The clinical usefulness of EEG data relies on the identification of biomarkers of disease as a potential diagnostic tool. To explore the potential of using EEG data as a diagnostic tool, two methods of EEG data analysis were proposed by this project: network analysis and time-series analysis. First, network analysis was conducted to compare the spatial interactions in the brain among a control group and test group which contained subjects in a depressed state of consciousness (DLOC). The brain was modeled using an unweighted, undirected graph with nodes corresponding to EEG electrode positions and binary edges determined by calculating the cross-correlation of signals collected from each pair of electrodes and comparing this value to a threshold. The use of multiple thresholds provided an additional dimension with which to compare network interactions since the graphs were constrained to be binary and unweighted for simplicity. In the context of network analysis, potential classification features were identified by calculating network metrics after generating graphs at various threshold values. The key features that were investigated in network analysis were the percentage and frequency of hubs and islands, average number of edges per node, characteristic path length, and average clustering coefficient. Comparisons were drawn between the control and test sets using a combination of these network statistics and spatial connectivity patterns. The calculated network metrics were assessed in the context of the spatial observations made using head-maps generated for each subject and threshold value. In the second part of this project, different time-series techniques used in current EEG research were explored, namely, threshold analysis, autocorrelation analysis, wavelet analysis. After processing the data using these techniques, observations were drawn regarding the distinctions highlighted between the control and experimental groups. Identifying motifs or patterns in the time-evolution of EEG signals unique to a specific patient population can serve as potential biomarkers of disease.

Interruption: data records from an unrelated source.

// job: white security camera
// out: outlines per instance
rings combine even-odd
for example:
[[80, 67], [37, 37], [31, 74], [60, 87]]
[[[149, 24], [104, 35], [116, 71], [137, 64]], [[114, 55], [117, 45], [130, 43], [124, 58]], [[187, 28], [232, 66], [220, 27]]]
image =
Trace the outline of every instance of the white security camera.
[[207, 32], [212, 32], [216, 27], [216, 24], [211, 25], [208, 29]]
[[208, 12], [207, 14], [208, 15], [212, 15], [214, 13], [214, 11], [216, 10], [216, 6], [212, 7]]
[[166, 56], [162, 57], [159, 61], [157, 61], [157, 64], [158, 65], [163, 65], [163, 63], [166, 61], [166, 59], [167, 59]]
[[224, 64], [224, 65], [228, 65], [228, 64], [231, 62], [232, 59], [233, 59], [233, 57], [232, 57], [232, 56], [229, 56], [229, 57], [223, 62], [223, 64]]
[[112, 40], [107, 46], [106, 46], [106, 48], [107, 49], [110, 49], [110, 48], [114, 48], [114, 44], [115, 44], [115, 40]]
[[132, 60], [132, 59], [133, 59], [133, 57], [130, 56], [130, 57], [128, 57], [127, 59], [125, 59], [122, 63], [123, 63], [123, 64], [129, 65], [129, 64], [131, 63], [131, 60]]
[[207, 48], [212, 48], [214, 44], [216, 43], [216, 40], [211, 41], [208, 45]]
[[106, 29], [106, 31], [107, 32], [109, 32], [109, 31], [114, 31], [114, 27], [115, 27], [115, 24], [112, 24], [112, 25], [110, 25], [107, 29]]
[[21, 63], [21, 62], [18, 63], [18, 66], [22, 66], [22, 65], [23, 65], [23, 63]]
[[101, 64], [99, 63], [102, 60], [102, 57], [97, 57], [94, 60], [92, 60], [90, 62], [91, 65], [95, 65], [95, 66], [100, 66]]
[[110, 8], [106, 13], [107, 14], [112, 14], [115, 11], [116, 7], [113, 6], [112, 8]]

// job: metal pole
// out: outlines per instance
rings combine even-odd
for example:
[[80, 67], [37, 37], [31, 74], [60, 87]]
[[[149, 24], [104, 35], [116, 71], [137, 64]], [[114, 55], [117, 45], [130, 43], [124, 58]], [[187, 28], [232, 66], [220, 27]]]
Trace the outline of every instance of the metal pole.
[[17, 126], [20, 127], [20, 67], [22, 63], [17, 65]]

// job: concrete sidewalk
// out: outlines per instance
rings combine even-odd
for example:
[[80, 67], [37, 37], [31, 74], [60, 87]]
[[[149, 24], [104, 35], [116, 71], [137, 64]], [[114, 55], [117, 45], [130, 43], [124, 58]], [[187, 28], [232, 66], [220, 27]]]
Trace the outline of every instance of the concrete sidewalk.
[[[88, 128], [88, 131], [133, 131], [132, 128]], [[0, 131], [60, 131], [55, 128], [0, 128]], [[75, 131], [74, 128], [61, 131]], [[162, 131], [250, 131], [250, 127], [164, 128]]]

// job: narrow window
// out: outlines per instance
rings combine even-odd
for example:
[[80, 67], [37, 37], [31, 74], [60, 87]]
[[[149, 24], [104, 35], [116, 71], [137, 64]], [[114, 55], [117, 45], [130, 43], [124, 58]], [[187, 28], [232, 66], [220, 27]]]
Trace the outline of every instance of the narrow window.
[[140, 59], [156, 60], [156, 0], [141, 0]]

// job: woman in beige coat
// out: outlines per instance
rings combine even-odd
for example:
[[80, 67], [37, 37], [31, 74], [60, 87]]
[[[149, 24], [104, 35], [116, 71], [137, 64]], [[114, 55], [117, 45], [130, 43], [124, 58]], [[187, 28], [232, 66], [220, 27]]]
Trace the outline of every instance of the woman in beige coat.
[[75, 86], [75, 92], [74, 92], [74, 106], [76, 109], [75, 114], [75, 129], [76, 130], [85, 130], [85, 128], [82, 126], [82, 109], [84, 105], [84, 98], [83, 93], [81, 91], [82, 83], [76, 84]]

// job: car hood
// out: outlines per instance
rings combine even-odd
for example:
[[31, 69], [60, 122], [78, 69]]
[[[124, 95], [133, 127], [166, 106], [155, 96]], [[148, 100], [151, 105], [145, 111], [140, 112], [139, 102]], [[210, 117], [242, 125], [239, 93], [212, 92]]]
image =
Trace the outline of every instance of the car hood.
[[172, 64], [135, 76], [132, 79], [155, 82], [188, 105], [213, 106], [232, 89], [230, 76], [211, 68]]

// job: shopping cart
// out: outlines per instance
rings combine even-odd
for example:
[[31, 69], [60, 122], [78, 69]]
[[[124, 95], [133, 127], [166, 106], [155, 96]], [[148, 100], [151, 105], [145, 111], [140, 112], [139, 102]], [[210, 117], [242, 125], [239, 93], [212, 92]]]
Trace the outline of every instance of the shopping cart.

Through a primarily data-driven approach, we assessed different sets of sampling parameters before analyzing the data as a whole. Specifically, the data selection process was characterized by assessing different combinations of parameters, namely, such epoch length, number of epochs sampled, and value of the edge threshold. After producing multiple graphs for each patient, their relative sparseness and connectivity was compared in order to select a moderate model to generate a global graph for both the control and test data set. Through comparison of the global graphs and the global control graph to each of the test patients’ graphs, we observed qualitative and statistical differences, revealing how network dynamics are affected by neurological disease.
We explored three methods used in research in time series analysis. The first was a time threshold analysis. Time threshold analysis effectively allows researchers to filter through data and highlight trends in data points that represent stronger signals. The second method was autocorrelation analysis. Autocorrelation is a well-known signal analysis technique that allows a researcher to understand how correlated data is to itself. The third method that we explored was wavelet analysis. Wavelet analysis was developed in response to a growing need to analyze both time and frequency trends in EEG data. We used the EEG data provided to us by Dr. Ching’s lab to evaluate these methods.